Elongation factors (EFs) promote gene expression by stimulating transcriptional elongation of RNAPII16. For example, Positive Transcription Elongation Factor b (P-TEFb) phosphorylates RNAPII and associated factors to drive elongation16. RNAPII peaks at sppRNA genes are particularly sensitive to treatment with the P-TEFb inhibitor Flavopiridol (Fig. S16), linking stalled RNAPII to sppRNA formation. To test the connection between RNAPII stalling, P-TEFb, and premature termination, we used an Arabidopsis mutant for P-TEFb kinase CYCLIN-DEPENDENT KINASE C2 (CDKC2): cdkc2-217. RT-qPCR analyses revealed that sppRNA levels increased in proportion to cognate mRNA levels in cdkc2-2 compared to wild type (Fig. 3d). Thus, EF activity may be required to bypass a gene expression checkpoint associated with sppRNA formation. We therefore used the sppRNA/mRNA ratio as a quantitative read-out for premature termination in other well-characterized EF mutants. Notably, sppRNA production increased in vip5 (Fig. 3d), a mutant of the VERNALIZATION INDEPENDENCE 5 (VIP5) gene18, which encodes a conserved subunit of the Polymerase Associated Factor 1 Complex (PAF1c)19. These results suggest Arabidopsis PAF1c helps limit premature termination. Transcription factor S-II (TFIIS) stimulates elongation by resolving backtracked RNAPII and enhances RNAPII/PAF1c interactions20, yet only some genes tested showed increased sppRNA levels in the tfiis-1 mutant (Fig. 3d)21. We next tested if termination failures impact sppRNA levels. We found that disrupting Arabidopsis Cleavage Stimulation Factor 64 (CSTF64), a conserved RNA-binding protein involved in pre-mRNA cleavage and polyadenylation, resulted in a significant reduction of sppRNA levels for all genes tested in cstf64-2 (Fig. 3d)22. These results suggest Arabidopsis EFs promote gene expression by stimulating stalled RNAPII near TSSs to elongate beyond a prominent checkpoint triggering sppRNA cleavage, polyadenylation, and subsequent RNAPII termination (Fig. 3e). Collectively, our findings indicate this checkpoint balances bursts of productive full-length isoform production with promoter-proximal termination events to control plant gene expression.

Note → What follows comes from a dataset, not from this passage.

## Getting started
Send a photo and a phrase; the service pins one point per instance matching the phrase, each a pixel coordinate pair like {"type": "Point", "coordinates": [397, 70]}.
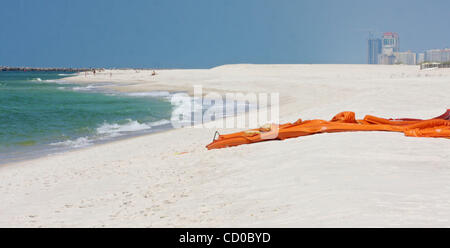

In metazoans, the highest density of RNAPII along genes is observed as “stalled RNAPII” near promoters. These stalled RNAPII complexes may prevent new acts of initiation23 and limit full-length isoform production by regulated pause-release mechanisms24. Notably, the extent to which stalled RNAPII near metazoan TSSs represent transient transcriptional pausing or dynamic RNAPII turn-over, perhaps through transcriptional termination, is now actively debated25. The sppRNA biogenesis mechanism likely differs from shorter RNAs (∼ 20-65 nts) detected near initiation regions that may depend on metazoan pausing factors24,26-29. The conspicuous absence of pausing factor homologs in plants16 supports transcriptional termination as the outcome of RNAPII stalling near many plant promoters. In sum, our analyses of isoform diversity in plants inform on the debate about peaks of RNAPII occupancy shortly after TSSs, suggesting they often represent RNAPII complexes engaged in premature transcriptional termination.
Funding
Research in the Marquardt lab is supported the Novo Nordisk Foundation (NNF15OC0014202), and a Copenhagen Plant Science Centre Young Investigator Starting Grant. This project has received funding from the European Research Council and the Marie Curie Actions under the European Union’s Horizon 2020 research and innovation programme (StG2017-757411) (S.M.). R.A. was supported by an European Molecular Biology Organization Long-Term Fellowship (ALTF 463-2016). The Pelechano lab is supported by a SciLifeLab Fellowship (Karolinska Institutet SFO-PRIO), the Swedish Research Council (VR 2016-01842), a Wallenberg Academy Fellowship (KAW 2016.0123), and the Ragnar Söderberg Foundation.
Author contributions
R.A. and S.M. conceived the project. R.A., V.P., and S.M. designed experiments. R.A. performed all experiments. Q.T. performed computational analyses with support from J.W and V.P. B.L., J.W. and V.P. optimized TIF-seq. S.M. supervised the project. R.A. and S.M. wrote the manuscript with input from Q.T.
Competing interests
The authors declare no competing interests.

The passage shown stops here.